Le marché immobilier reste sur les mêmes bases que l’année dernière, mais les nombreux biens proposés à la vente peinent à séduire les futurs acquéreurs.

Le secteur a tout pour plaire. Marmande et ses alentours bénéficient de la proximité avec Bordeaux et la Gironde. La présence d’infrastructures autoroutière et ferroviaire, proches, reste également un atout de taille pour circuler dans le Grand Sud-Ouest. Ajoutez à cela des prestations et des prix attractifs, inférieurs à ceux observés sur Agen et son agglomération, et vous obtenez l’équation presque parfaite pour réaliser une bonne affaire. « L’activité demeure pourtant assez calme, constate Grégoire Souillé, le gérant de l’agence Souillé Frères à Marmande. Les ventes sont là, mais le marché manque de biens qui correspondraient réellement à la demande. »

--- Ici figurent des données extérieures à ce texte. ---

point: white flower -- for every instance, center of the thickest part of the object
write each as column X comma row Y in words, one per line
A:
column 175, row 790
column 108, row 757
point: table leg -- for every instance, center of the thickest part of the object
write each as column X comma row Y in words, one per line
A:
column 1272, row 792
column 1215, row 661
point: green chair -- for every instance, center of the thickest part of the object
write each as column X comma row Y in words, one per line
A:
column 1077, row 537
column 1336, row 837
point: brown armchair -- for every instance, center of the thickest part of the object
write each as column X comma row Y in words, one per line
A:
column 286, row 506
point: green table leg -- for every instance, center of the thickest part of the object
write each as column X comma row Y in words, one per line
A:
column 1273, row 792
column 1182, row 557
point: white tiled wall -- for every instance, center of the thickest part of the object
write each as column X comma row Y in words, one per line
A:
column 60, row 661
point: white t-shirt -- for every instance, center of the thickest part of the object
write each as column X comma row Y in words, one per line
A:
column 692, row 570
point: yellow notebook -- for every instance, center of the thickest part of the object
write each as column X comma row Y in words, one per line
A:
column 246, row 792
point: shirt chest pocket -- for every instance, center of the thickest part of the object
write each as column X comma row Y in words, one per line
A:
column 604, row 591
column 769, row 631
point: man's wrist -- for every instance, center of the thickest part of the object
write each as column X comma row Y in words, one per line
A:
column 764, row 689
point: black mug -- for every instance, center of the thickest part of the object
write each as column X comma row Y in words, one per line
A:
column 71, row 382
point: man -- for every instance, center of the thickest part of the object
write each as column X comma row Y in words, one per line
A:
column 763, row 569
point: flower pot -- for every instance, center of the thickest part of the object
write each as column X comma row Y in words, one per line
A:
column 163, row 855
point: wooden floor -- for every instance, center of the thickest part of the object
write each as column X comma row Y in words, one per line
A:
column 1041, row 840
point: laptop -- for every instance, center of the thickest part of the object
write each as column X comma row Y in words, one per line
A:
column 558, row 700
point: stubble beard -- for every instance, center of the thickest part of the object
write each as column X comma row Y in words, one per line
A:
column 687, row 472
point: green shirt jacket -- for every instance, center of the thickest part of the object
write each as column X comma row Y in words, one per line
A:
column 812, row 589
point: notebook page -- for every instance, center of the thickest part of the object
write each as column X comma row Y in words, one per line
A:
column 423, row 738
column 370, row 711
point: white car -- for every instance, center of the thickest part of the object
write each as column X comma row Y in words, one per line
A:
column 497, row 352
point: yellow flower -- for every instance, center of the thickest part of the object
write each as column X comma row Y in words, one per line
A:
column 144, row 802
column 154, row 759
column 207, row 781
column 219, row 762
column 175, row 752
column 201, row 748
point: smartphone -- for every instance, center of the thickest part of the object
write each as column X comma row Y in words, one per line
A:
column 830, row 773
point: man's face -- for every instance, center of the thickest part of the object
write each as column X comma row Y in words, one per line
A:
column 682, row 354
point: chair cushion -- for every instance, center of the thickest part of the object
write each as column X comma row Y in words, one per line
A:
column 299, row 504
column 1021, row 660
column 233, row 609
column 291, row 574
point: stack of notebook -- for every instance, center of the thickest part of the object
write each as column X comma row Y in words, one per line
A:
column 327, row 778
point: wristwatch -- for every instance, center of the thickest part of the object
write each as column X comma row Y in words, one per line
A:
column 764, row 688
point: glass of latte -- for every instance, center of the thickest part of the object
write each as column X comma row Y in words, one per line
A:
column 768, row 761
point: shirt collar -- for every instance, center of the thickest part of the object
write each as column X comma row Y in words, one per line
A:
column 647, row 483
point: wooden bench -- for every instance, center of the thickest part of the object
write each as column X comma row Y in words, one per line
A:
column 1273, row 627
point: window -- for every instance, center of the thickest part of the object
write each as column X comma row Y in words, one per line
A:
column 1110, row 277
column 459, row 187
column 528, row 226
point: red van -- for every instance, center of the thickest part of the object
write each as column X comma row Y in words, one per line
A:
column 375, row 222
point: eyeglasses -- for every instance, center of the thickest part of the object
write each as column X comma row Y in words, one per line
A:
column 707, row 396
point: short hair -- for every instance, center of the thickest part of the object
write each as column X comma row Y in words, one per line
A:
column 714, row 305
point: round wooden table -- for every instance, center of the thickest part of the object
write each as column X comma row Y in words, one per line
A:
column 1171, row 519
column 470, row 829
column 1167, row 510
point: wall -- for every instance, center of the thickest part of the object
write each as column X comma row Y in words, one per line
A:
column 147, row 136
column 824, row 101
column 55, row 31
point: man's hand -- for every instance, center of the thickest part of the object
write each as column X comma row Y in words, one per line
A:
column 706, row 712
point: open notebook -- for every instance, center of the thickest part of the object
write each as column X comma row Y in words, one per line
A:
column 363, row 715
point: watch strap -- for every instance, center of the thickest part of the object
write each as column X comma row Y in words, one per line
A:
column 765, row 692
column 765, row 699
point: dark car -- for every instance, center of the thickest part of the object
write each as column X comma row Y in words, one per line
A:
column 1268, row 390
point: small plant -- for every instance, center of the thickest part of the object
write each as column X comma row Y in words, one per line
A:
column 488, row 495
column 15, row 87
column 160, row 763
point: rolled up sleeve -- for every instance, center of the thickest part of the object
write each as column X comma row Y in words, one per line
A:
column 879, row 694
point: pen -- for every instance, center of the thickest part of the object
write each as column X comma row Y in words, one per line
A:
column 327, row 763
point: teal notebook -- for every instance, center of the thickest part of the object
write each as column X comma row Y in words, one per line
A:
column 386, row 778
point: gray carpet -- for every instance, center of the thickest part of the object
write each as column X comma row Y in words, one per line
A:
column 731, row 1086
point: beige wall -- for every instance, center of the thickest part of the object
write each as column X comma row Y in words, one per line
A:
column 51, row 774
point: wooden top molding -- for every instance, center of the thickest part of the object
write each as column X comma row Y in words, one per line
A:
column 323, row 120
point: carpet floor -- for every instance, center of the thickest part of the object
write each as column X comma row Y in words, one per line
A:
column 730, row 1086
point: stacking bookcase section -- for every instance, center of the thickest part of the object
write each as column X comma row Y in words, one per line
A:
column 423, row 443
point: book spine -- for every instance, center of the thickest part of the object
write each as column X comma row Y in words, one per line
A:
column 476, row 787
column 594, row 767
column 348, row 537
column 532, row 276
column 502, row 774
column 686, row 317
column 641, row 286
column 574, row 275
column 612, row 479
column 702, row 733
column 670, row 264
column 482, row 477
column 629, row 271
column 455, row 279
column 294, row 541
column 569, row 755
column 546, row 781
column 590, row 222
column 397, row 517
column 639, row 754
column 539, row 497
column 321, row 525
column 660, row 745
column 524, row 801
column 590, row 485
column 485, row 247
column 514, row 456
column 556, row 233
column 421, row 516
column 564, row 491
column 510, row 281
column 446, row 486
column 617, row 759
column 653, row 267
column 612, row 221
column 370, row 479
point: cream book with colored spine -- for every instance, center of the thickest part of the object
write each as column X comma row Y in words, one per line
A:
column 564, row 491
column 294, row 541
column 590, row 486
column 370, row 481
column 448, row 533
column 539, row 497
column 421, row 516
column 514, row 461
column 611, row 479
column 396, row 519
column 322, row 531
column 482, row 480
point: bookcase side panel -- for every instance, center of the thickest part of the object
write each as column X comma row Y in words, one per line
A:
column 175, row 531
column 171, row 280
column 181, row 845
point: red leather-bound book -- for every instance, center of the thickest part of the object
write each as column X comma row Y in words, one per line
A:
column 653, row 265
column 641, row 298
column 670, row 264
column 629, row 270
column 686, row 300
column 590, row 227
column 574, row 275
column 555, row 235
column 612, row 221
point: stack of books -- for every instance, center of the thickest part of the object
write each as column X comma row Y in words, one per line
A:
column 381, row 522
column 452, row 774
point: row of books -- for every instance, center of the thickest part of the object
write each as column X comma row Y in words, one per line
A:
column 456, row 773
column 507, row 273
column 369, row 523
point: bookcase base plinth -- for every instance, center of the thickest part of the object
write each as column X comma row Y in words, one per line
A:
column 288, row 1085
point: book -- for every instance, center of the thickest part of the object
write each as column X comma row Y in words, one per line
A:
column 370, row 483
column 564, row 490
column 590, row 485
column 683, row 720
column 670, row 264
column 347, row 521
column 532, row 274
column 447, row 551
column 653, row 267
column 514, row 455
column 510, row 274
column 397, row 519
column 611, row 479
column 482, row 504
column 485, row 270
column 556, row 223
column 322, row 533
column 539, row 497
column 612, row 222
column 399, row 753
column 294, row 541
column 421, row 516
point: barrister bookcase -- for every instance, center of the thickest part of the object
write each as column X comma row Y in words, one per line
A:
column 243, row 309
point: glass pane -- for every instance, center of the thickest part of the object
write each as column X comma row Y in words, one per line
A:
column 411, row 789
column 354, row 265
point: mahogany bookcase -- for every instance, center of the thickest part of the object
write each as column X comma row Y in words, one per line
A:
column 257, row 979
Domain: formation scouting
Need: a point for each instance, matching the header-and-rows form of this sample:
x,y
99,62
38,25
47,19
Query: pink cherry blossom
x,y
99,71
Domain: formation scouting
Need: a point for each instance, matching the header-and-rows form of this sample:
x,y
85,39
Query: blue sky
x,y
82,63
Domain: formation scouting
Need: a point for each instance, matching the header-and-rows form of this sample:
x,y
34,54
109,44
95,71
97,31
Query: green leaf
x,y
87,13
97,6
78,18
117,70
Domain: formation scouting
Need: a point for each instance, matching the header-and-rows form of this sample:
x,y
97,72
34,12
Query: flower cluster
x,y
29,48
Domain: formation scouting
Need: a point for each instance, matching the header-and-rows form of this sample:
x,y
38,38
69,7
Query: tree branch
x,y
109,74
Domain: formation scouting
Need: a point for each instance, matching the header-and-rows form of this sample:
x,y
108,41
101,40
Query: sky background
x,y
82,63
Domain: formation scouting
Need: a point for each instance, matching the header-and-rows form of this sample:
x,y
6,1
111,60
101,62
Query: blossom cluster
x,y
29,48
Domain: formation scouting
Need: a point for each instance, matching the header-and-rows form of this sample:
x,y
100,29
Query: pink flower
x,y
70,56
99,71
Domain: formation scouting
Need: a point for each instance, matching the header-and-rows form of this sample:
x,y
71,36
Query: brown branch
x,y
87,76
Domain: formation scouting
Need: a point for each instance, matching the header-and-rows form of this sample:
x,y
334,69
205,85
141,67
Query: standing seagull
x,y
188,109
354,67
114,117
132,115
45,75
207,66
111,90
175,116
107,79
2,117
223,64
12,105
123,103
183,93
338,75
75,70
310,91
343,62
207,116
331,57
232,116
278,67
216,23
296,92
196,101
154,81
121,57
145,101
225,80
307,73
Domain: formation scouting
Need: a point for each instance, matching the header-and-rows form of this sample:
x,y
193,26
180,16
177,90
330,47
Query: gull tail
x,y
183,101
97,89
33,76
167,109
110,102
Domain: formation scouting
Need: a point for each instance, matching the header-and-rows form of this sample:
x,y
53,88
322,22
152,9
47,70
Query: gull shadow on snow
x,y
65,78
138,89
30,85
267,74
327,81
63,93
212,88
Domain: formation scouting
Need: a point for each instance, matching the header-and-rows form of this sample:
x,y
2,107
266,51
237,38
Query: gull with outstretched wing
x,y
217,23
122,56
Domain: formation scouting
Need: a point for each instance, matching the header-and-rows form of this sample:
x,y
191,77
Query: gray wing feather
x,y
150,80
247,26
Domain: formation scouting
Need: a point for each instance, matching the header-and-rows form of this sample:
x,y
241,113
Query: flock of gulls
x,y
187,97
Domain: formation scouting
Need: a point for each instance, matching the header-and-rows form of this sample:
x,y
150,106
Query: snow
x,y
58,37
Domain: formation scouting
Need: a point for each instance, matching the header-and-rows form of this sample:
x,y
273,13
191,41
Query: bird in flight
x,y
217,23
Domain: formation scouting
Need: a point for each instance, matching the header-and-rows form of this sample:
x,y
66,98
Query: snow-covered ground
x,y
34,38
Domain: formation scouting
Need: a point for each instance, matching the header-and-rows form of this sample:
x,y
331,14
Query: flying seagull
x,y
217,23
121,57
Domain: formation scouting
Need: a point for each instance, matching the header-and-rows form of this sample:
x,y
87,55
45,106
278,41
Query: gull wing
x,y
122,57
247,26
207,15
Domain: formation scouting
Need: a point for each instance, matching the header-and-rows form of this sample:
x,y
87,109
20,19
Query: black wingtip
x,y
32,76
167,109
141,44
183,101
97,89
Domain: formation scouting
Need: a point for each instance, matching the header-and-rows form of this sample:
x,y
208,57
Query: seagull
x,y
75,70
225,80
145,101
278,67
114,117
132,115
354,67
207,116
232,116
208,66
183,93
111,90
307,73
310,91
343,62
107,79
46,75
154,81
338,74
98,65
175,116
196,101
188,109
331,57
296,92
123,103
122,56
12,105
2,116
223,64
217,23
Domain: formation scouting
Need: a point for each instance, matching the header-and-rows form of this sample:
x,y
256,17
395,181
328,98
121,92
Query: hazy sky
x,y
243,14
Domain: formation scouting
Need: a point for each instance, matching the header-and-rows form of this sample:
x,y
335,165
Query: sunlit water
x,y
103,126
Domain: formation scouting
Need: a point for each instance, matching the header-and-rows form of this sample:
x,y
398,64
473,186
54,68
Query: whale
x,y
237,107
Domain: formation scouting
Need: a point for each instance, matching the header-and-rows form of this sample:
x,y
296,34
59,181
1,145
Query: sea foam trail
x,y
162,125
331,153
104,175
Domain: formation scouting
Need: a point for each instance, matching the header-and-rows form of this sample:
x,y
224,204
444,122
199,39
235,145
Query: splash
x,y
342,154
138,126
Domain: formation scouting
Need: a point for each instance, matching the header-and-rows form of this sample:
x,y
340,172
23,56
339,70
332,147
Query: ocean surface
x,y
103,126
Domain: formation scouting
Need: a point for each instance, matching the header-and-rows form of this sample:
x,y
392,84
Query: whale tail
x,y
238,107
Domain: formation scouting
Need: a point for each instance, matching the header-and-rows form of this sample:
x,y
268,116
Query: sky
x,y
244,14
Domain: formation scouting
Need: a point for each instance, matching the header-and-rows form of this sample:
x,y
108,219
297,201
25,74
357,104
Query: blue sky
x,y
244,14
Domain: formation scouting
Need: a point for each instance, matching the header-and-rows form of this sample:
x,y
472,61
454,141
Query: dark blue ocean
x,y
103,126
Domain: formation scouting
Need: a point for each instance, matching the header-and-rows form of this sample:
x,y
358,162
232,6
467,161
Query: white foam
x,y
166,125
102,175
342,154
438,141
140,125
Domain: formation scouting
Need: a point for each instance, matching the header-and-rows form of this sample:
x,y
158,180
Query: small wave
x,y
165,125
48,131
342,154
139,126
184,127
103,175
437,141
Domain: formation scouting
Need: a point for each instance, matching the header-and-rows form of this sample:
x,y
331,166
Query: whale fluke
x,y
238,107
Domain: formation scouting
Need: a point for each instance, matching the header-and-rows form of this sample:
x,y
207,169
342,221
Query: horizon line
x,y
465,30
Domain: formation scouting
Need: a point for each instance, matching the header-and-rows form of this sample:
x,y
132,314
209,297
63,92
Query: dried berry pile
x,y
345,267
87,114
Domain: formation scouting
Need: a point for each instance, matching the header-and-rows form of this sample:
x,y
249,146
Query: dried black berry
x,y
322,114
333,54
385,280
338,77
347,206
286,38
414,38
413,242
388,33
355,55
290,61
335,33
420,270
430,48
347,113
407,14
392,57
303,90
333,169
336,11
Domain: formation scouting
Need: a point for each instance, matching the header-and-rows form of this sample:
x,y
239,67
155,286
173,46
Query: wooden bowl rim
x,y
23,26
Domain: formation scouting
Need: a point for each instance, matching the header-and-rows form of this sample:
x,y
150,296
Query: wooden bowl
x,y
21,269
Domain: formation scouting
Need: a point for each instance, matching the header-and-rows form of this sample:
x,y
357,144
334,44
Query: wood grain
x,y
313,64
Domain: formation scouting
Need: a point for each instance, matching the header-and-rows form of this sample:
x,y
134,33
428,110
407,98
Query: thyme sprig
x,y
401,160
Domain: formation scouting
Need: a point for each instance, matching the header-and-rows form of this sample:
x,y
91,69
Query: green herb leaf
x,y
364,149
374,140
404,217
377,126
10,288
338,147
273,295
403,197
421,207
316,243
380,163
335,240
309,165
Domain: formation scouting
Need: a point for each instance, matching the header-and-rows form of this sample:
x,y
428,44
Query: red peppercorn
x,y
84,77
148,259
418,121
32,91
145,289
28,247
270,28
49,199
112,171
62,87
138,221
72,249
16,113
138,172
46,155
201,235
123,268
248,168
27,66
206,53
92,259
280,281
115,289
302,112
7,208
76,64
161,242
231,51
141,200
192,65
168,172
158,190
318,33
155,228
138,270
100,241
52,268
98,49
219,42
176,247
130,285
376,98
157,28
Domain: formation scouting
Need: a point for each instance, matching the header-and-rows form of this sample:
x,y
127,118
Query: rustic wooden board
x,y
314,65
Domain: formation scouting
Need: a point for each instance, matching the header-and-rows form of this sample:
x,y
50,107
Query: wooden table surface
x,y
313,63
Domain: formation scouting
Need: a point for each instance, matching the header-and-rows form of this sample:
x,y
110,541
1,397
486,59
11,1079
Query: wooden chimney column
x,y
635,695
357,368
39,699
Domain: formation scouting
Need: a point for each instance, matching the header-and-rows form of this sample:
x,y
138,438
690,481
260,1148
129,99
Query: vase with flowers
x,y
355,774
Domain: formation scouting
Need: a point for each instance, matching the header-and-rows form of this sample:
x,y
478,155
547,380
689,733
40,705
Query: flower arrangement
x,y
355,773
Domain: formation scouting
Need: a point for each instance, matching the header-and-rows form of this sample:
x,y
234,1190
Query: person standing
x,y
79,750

Les recherches s’orientent vers des villas récentes, bâties dans les années 1980 et de plain pied, et des constructions anciennes de type fermes rénovées ou à rénover. « Or les maisons cube sur sous-sol, très communes dans les années 1960, constituent une part importante de notre portefeuille, ajoute le professionnel. Peu importe qu’elles affichent un autre critère essentiel, les 3 chambres idéales pour une famille, elles peinent à trouver acquéreurs au prix actuel du marché. » Soit 120 à 130 000 €, en moyenne, pour une surface habitable de 90 mètres carrés.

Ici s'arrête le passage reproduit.